第31話 速すぎないかな⁈
そして私達は次へと来た。
また水だった。地面が見えない。
いや、踏んではいる。水で見えないけれど深さはそんなにないのだ。それに、透けているから完全に見えないわけではなかった。
足場は悪いだろうけど。
私はヴォルフに乗っているから分からない。
「進みにくくない?」
私はみんなに聞いてみた。
「まあまあだな」
「俺は気にならない」
「少々濡れてしまうのが難点ですわね……」
三者三様だ。
ニコは濡れるのが嫌なのかな。そういえばネコは水が苦手だったか。
ニコはネコだからそれでかな。
「そうなんだね」
私は頷いて返事をした。
確かめてみたいけれど降りると怒られそうだしなあ。ここではやめておくか。
ここでは、といってもあとからやるわけでもない。やるかもしれないけれど。それは私が好奇心に負けた時だな。
まあ、なるべく気をつけよう。
それにしても、中々何も出てこない。
ここには何もいないのだろうか。いないならいないで次に行けるからいいのだけれど。
こう思ってると出てくるのだろうなあ。
今までだって何もいないと思った直後に何かが襲ってきていたし。
「なんか泳いでるぞ!」
ヴォルフが声を上げた。
思っていた通り、何かが出てきてしまったようだ。
なんだったっけ。こういうのをフラグ回収と言うのかな。つまり私がフラグを回収してしまったということか。
ただ思っていただけだというのになあ。
だが、出てきてしまったのだからどうにかするしかない。ここまでだってどうにかしてきたのだから。
「ヴォルフ、それってどこにいった?」
「オレの前を泳いでったぜ」
「俺の前も通ったな」
「
みんなの前を通った。
それほど速いということか。
水の中で、速い……そういう魚はいくらでも思いつく。
しかし、魚ではないだろうな。このダンジョンの傾向を考えると。
ではなにか。その答えは多分あれだろう。
「うおっ、また来た」
私は今度こそしっかりとその姿を目で見た。
やはり、ペンギンだった。ペンギンなら速いのも納得だ。にしても、あのフォルム可愛い。もふもふではなくツルツルだけれど、姿が可愛いからなあ。
傷つけたくはないな。どんな動物だったとしてもだが。
「よしっ、走って逃げようか!」
私は手を叩いて提案した。
「攻撃してこないなら、逃げた方が早いと思うんだ」
続けて言うと、頷いてくれた。
先程から泳いでいるだけでこちらに害はない。ペンギンが泳ぐ場所に私達がいることで突進されそうにはなっているけれど。

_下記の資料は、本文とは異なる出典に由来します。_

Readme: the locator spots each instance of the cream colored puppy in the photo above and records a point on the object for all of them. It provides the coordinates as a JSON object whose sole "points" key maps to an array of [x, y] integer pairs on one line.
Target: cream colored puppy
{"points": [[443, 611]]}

気持ちよく泳いでいるだけなのだ。それならば、私達がここの階から移動すればいい。
「うむ。セリナの言う通りだな」
「
「ライオスにおぶってもらえばいいだろ」
ヴォルフが言った。
何も知らないはずなのだが、ナイスアシストをするものだなと感心した。
そしてライオスがニコをおぶることになった。ニコは恥ずかしがっていたけれど、危ないからということでそうなったのだ。
「さて、いっせーの!」
私の合図と共にみんなで一斉に走り出した。足場に水がある中走るのは大変なこと。それでも走ったのだ。私だけ楽をしているようで申し訳なかった。
でも、運動があまりできない私が走ったところでたかがしれているし、ペンギンから逃げられなかっただろうからな。
「ここまでくれば大丈夫だな。階段のところまでは襲ってこないだろう」
ライオスがニコをおろしながら言った。
ニコはお礼を言っていた。
「だな。んじゃ、次行こうぜ」
ヴォルフは早く進みたくてうずうずしているみたいだ。
面白いことがある予感がしているのかもしれない。
「そうだね。行こう」
私は真っ直ぐ前を向いて言った。